Well, this week has been interesting so far. We started it off by Maddy catching the virus Eric and Loki have. We were concerned she might have her first ear infection, but fortunately, that was not the case.
Call me mean, but having a sick baby is kind of fun, particularly a sick, fevered baby. She was so calm. She would sit on us without pushing and kicking us. She even let us cuddle her!!! I mean, she was crying, and fussy, and wanted to be held… but, really – she’s like that often, so it wasn’t a negative change.
Just to let you know how incredible this picture is… Maddy hasn’t slept like that since… ugh, last November? And when she slept with me like this at my friend Julie’s parents house, it was because she was so exhausted from a sleep strike that her body finally gave out. Really, she hasn’t slept like this on us since she was about three months old. She won’t even sleep next to us in a bed without touching us anymore (she gave that up back in January). No morning cuddles for this mommy and daddy! In fact, most nights when I’m putting her to bed I know it’s time for her crib after she’s done nursing when she starts crying and pushing me away.

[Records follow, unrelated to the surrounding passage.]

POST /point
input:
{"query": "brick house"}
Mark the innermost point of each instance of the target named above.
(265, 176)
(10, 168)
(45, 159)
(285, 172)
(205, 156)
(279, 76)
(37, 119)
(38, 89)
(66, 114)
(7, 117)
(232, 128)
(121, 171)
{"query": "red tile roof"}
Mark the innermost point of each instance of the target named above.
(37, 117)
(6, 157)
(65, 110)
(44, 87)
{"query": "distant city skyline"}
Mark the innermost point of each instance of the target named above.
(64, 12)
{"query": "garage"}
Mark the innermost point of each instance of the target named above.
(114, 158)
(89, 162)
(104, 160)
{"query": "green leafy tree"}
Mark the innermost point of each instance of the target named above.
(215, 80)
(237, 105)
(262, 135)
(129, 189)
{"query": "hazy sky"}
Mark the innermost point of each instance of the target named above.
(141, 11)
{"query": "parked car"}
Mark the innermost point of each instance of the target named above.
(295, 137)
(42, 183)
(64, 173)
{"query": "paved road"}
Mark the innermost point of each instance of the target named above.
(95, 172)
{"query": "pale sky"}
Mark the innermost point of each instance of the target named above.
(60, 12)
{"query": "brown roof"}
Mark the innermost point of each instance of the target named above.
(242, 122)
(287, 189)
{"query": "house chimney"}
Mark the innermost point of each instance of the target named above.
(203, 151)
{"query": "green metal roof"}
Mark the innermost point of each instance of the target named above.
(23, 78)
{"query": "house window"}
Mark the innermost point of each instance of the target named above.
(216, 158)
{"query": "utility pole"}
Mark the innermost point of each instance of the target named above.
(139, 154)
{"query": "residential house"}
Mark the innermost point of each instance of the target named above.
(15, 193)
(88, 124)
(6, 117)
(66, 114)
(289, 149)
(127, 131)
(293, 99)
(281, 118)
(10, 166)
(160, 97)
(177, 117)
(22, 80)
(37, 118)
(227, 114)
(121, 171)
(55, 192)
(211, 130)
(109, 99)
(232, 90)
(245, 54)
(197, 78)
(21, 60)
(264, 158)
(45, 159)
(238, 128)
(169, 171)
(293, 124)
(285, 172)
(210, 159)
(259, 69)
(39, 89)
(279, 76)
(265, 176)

Now that her fever is gone she’s still got the fussy, wanting to be held bit, but no longer wants to be held, which is her typical behaviour. I’m already secretly (or not-so-secretly) looking forward to her next fever…. and so is Eric.
The week took another interesting turn yesterday when I was offered a job. An incredible job. A pick up and move three hours from where I currently live, kinda job.
I said no.
I told them how much I wanted to say yes, but that with Maddy’s therapy, I knew in my heart it was the wrong choice for our family. The timing was so far off, it’s not even funny. It broke my heart. I cried, feeling that it was a sacrifice I might not have had to make if Maddy didn’t have SPD.
Now, intellectually, I know that it is something to be proud of, to be offered a dream job. I know that if I already had a dream job I would have had to make the difficult choice of whether or not to leave it for Maddy. But it’s frustrating. It makes me wish again that things were different.
Now I will forge ahead and hope that a chance like this will come again one day at a better time. I will hope that the choice I made yesterday will mean that Maddy will thrive. I was pleasantly surprised this afternoon by the delivery of a beautiful flower arrangement sent by the individuals who conducted my interview. Silver linings.
I’ve decided to console myself by focusing on planning Maddy’s first birthday celebration (of which I’ve been thinking of since before she was born, haha). Different kind of job, different kind of dream.